Как будто бы можно приукрасить смерть. Сквозь щель между занавесками Скейс видел, как суетятся медсестры в длинных халатах, с безразличным видом подкатывая к постелям столики на колесах, закрепляя капельницы… Чья-то голова просунулась и радостно спросила:
— Чаю?
Норман принял чашку и блюдце из белого фарфора; в буроватой жидкости уже таяли два куска сахара.
Руки жены лежали поверх одеяла. Норман держал ее левую ладонь, гадая, какие грезы царят в долине теней. Разумеется, им далеко до кошмаров, которые мучили Мэвис долгими ночами после гибели единственной дочери, так что Норман то и дело просыпался от истошного визга, задыхаясь от горячего, сладковатого запаха пота и страха. Мир, куда она унеслась, наверняка добрее, иначе почему бы ей лежать столь тихо? Скейс отстраненно наблюдал, как пробегали по лицу умирающей смутные тени чувств, уже недоступных ей: то капризно сдвигались брови, то мелькала коварная, неискренняя улыбка. Мужу она почему-то напомнила маленькую Джули в те дни, когда девочка страдала газами и строила похожие серьезные мины. Вот ее веки задрожали, а губы слабо зашевелились. Норман наклонился.

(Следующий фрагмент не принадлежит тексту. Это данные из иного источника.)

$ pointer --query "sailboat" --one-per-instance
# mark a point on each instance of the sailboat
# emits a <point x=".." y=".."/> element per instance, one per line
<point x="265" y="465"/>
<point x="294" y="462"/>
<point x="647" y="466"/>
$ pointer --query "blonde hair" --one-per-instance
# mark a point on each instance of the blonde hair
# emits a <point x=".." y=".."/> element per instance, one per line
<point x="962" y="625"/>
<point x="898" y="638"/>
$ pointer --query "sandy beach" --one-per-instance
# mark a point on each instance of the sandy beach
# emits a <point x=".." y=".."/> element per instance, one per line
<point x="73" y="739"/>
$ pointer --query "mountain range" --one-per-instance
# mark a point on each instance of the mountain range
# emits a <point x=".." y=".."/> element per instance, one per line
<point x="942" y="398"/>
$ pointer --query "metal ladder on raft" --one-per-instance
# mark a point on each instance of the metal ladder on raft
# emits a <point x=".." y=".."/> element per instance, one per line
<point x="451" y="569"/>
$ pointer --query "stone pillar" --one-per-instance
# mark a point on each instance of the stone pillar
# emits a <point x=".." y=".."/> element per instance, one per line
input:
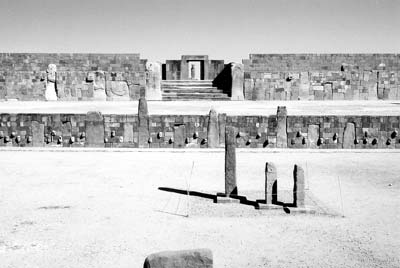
<point x="281" y="132"/>
<point x="271" y="183"/>
<point x="99" y="86"/>
<point x="349" y="136"/>
<point x="153" y="81"/>
<point x="144" y="124"/>
<point x="51" y="77"/>
<point x="212" y="130"/>
<point x="237" y="72"/>
<point x="230" y="162"/>
<point x="179" y="136"/>
<point x="298" y="187"/>
<point x="313" y="136"/>
<point x="94" y="125"/>
<point x="37" y="134"/>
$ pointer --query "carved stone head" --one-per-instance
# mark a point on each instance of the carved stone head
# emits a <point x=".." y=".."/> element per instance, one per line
<point x="99" y="82"/>
<point x="51" y="73"/>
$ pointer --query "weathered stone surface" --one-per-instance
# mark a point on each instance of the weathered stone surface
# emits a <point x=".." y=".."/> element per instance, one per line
<point x="99" y="86"/>
<point x="153" y="81"/>
<point x="144" y="124"/>
<point x="50" y="93"/>
<point x="313" y="136"/>
<point x="349" y="136"/>
<point x="37" y="134"/>
<point x="237" y="70"/>
<point x="117" y="90"/>
<point x="128" y="132"/>
<point x="94" y="125"/>
<point x="179" y="136"/>
<point x="298" y="187"/>
<point x="230" y="161"/>
<point x="281" y="131"/>
<point x="196" y="258"/>
<point x="212" y="130"/>
<point x="271" y="183"/>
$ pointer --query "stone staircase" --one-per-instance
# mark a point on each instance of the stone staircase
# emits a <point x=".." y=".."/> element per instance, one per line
<point x="191" y="90"/>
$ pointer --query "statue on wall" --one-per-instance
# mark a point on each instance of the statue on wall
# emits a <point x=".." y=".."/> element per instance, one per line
<point x="99" y="86"/>
<point x="153" y="81"/>
<point x="51" y="73"/>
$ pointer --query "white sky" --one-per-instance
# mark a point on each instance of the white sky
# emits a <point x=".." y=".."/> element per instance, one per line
<point x="223" y="29"/>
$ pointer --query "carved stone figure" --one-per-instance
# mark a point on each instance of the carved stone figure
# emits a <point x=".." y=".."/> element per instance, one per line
<point x="99" y="86"/>
<point x="50" y="93"/>
<point x="153" y="81"/>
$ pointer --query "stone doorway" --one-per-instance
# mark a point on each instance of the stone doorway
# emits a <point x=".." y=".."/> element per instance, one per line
<point x="195" y="69"/>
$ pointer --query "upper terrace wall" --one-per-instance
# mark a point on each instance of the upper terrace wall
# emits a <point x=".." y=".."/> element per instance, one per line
<point x="23" y="75"/>
<point x="322" y="76"/>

— Лучше ножом. Так надежнее. Не забудешь?
— Нет, не забуду.
— Письмо с собой?
— Да, письмо с собой.
— Покажи.
Скейс достал бумажник. Мутные глаза Мэвис с трудом сосредоточились на клочке помятой бумаги, трясущиеся пальцы жадно потянулись к нему, словно к мощам святого-целителя, а челюсть отвисла и задрожала от натуги. Муж прижал ее иссохшую ладонь к конверту и произнес:
— Я не забуду.
Ему на ум пришел тот день, когда письмо появилось на свет. Примерно год назад Мэвис впервые услышала, что больна раком. Вечером супруги сидели на диване — рядом, но порознь — и смотрели передачу о птицах Антарктики. Как только Норман выключил телевизор, жена промолвила:
— Если не вылечусь, придется тебе действовать в одиночку. Это нелегко, понимаю. Чтобы ее разыскивать, понадобится убедительная отговорка. И потом, после убийства, вдруг тебя заподозрят, надо будет внятно все объяснить. Я напишу письмо, напишу, что простила ее. Скажешь: дескать, исполнял мою последнюю волю, хотел передать конверт из рук в руки.
Когда она это придумала? Должно быть, размышляла во время передачи. Скейс ощутил болезненный укол разочарования и страха. В глубине души он надеялся, что уход Мэвис каким-то образом избавит его от тяжкой ноши, непосильной для одного. Однако выбора не оставалось. Тогда же за кухонным столом и родилось роковое письмо. Жена не стала запечатывать конверт: мало ли кто пожелает ознакомиться с его содержимым, прежде чем сообщить Норману местонахождение убийцы. Скейс так и не прочел письма — ни тогда, ни позже, но всегда носил его в своем бумажнике. До самой предсмертной минуты Мэвис ни разу не заговаривала об этом послании.